EADS, which is the world's second-biggest aerospace company after Boeing, today reported a net loss of 763m euros (£693m) for last year compared with a profit of 1.57bn euros in 2008. Revenues fell to 42.8bn euros from 43.3bn euros.
The company told investors last week that delays on the A400M military transport aircraft it's building for European governments would force it to take a charge of 1.8bn euros. The charges also left EADS, based in both Paris and Munich, nursing an operating loss of 322m euros compared with an operating profit of 2.83bn euros.
Overruns on the A380 superjumbo, which Airbus doesn't expect to be profitable for several years, also contributed to last year's losses. "The A380 continued to weigh heavily on the underlying performance," EADS said today.
Computer illustration of proposed A400M military plane
The A400M is designed to replace ageing military planes and is already a third more costly than originally budgeted for. Tom Enders, the chief executive of Airbus, had complained in January that the company's spending of 150m euros a month on the planes was not sustainable.

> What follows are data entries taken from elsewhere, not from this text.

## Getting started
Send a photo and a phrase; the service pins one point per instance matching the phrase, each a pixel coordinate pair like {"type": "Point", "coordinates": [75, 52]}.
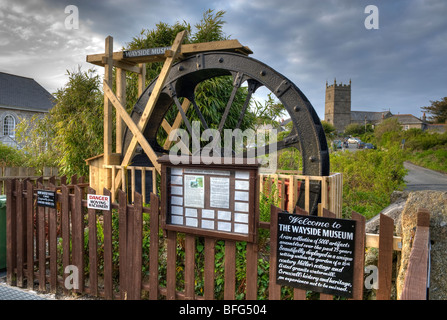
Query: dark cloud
{"type": "Point", "coordinates": [400, 66]}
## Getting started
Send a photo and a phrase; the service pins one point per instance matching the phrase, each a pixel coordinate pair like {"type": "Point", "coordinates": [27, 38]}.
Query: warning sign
{"type": "Point", "coordinates": [98, 202]}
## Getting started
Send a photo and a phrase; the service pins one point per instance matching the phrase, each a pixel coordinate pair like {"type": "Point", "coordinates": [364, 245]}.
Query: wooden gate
{"type": "Point", "coordinates": [122, 253]}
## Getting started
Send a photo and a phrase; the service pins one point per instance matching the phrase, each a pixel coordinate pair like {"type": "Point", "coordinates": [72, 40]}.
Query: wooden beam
{"type": "Point", "coordinates": [132, 126]}
{"type": "Point", "coordinates": [108, 116]}
{"type": "Point", "coordinates": [186, 50]}
{"type": "Point", "coordinates": [178, 120]}
{"type": "Point", "coordinates": [153, 99]}
{"type": "Point", "coordinates": [121, 95]}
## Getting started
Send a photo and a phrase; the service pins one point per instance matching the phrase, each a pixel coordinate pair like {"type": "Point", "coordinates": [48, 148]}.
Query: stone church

Today's loss comes less than 24 hours after EADS and its American partner, Northrop-Grumman, dropped out of a nine-year, two-horse $40bn (£27bn) race to provide the US Air Force with a fleet of air tankers after accusing the American government of skewing the competition in rival Boeing's favour
(Excerpt) Read more at telegraph.co.uk ...
World trade should be you buy our Chevy’s and we’ll buy your Telefunken ... not go into partnership and combine the two.

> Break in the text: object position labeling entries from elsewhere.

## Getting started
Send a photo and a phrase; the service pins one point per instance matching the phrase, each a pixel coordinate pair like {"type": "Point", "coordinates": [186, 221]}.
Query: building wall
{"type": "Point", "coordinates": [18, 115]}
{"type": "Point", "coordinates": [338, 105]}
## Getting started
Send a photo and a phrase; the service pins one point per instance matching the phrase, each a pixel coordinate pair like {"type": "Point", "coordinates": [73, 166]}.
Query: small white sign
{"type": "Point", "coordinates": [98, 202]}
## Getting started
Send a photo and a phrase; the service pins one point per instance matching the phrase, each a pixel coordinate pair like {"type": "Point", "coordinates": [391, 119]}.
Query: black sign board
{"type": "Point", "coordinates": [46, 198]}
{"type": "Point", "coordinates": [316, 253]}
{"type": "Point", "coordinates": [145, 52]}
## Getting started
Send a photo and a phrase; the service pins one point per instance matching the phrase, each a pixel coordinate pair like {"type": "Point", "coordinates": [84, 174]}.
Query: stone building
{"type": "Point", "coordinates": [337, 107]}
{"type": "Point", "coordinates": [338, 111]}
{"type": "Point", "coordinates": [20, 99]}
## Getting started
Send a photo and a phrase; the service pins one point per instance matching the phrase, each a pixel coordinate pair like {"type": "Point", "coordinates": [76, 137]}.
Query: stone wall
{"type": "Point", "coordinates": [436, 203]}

For some reason reminds me of a Flying Coffin!
How much would a realistically priced A400M cost compared to a C-17?
No comparison. The A400M is a bit bigger than a C-130J, but smaller than the C-17 by a significant margin.
UK finally sold out of EADS?
yitbos
I really was wondering why they would put so much money into a plane that competed with the C-130.
I know the thing is still in production and it’s as mature an aviation platform that exists.
The C-130J looks the same as the older variants, but it’s really almost an all new aircraft that just happens to look the same. They have all new engines, props, avionics and wings, for starters.
Forgot to mention: the new J-model has 40% greater range, 21% higher maximum speed, and 41% shorter take-off distance than the earlier E/H models.
And they even figured out how to make a tanker version that can provide ground support with a 30mm cannon, Hellfires, and laser/GPS guided munitions. Talk about loiter time.
The funny part is that Lockheed was involved early on with the A400M project, got fed up with the ‘design-by-committee-but-please-make-it-a-jobs-program-too’ so they bailed out, went home, and thoroughly modernized the C-130 instead. The C-130J-30 comes within a hair of all the capabilities of the larger A400M, and is going to be cheaper.
I’m sure the C-130J is completely different from the originals built in the 50’s except cosmetically.
My point is why would you want to get into competing with the most universal military cargo carrier ever made? You’re trying to compete against nearly 60 years of design/material/structural/engineering improvements. The aircraft has depots of spare parts all over the world to boot.
Seems to me this effort did nothing but burn up billions of Euros that will never be recoupled.
EADS is nothing but a jobs program. Does that help?
Like nuclear submarines. The limiting factor would be the food supply. Or maybe TBMO...
Couldn’t the Euros kick in another subsidy for their supranational champion.
And it’s tail is still similar to the old Hughes Hercules.
The Brits and Nato have already bought standard C-17’s. so have the Ausies and Canada.
Of course with an order that big, it would make sense for Boeing to also develop a stretched, higher gross weight, longer ranged version that could be used to replace the C-5A's.